Erano due mesi che non mangiavamo una pizza, una vera pizza in una vera pizzeria. Comprensibilmente, ero un po' emozionato. Ho preso un appuntamento con un'amica alle otto. Avevo prenotato il giorno prima: chissà perché mi immaginavo ci fossero problemi ad entrare. Ci saranno meno tavoli disponibili, e la gente se li vorrà sicuramente accaparrare tutti, pensavo. Invece quando sono arrivato, cinque minuti alle otto, non c'era nessuno. Ho parcheggiato la mia bici. Il locale sembrava completamente vuoto. Un cameriere e un cuoco stavano fuori, con la mascherina, i guanti, e parlavano. Ho chiesto a uno di loro come andava, se erano contenti di avere riaperto, e se c'era già un po' di movimento. “Abbastanza bene, dai. Oggi a mezzogiorno è venuto qualcuno”, mi hanno detto. Intanto è arrivata la mia amica, ci siamo lavati le mani e siamo entrati. Potevamo scegliere il tavolo che volevamo e ci siamo seduti insieme. In realtà non potevamo farlo, non essendo imparentati. Però abbiamo mentito. O meglio: siamo andati incontro alla domanda – “voi vivete insieme?” – assumendo quell'aria sicura che ha scoraggiato indagini più approfondite (meno male non chiedono la carta d'identità e non ci vogliono più le autocertificazioni).

Permangono le paure, non si sa bene come muoversi, e forse agisce anche l'abitudine a restare a casa comunque, specialmente la sera

Dentro era strano. Tutto quello spazio, solo per noi. In verità non eravamo completamente soli. Ad un altro tavolo erano sedute quattro persone, una famiglia (questa qui vera). Ma la sensazione era comunque quella di essere capitati in un luogo ancora impigliato nella cosiddetta Fase 1, quella in cui non si poteva uscire. Perché la cosa strana di questa Fase 2 è proprio questa: lo spaesamento, la titubanza, la voglia di andare incontro ad un cambiamento che non si ha però ancora il coraggio di vivere fino in fondo. Permangono insomma le paure, non si sa bene come muoversi, e forse agisce anche l'abitudine a restare a casa comunque, specialmente la sera. Infatti non solo il ristorante era pressoché vuoto, ma anche il centro della città era deserto. Poche, pochissime le persone in giro. E con la pioggia leggera, poi, una situazione quasi autunnale. O di primavera ghiacciata. Anche se a renderla tale più la psicologia che le temperature.

Ordiniamo quello che c'è.

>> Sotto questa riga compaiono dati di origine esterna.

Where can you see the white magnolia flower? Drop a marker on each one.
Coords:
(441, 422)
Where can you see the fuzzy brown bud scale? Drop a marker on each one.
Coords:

Sicuramente non dovremo aspettare molto per mangiare

I camerieri, come detto, tutti mascherati e inguantati. Il nostro porta il menu, che ha subìto, anche lui, delle menomazioni: ci dispiace, la mozzarella di bufala arriva giovedì. Per una pizzeria non esattamente il massimo. Ordiniamo quello che c'è. Sicuramente non dovremo aspettare molto per mangiare. Intanto al tavolo accanto (o meglio: sei metri più in là) hanno finito, si alzano, ringraziano e pagano. Subito arriva un altro cameriere a disinfettare il tavolo, le sedie, ogni cosa. L'odore del disinfettante riempie il locale. Ecco un'altra cosa che, forse, sta tenendo alla larga per adesso i clienti, a parte la paura e l'insicurezza. Ogni cosa è presidiata da norme che rendono la piacevolezza di un tempo, il potersi slacciare la cravatta, per così dire, qualcosa di proibitivo. C'è sempre un'aria di allarme, una preoccupazione costante. Possiamo anche distrarci, fare finta che non sia così. Ma un gesto, un odore ci fanno ripiombare nel clima di qualche settimana fa, con le macchine della polizia che percorrevano le strade deserte in cerca di “evasi”, e il rumore degli elicotteri sopra le nostre teste.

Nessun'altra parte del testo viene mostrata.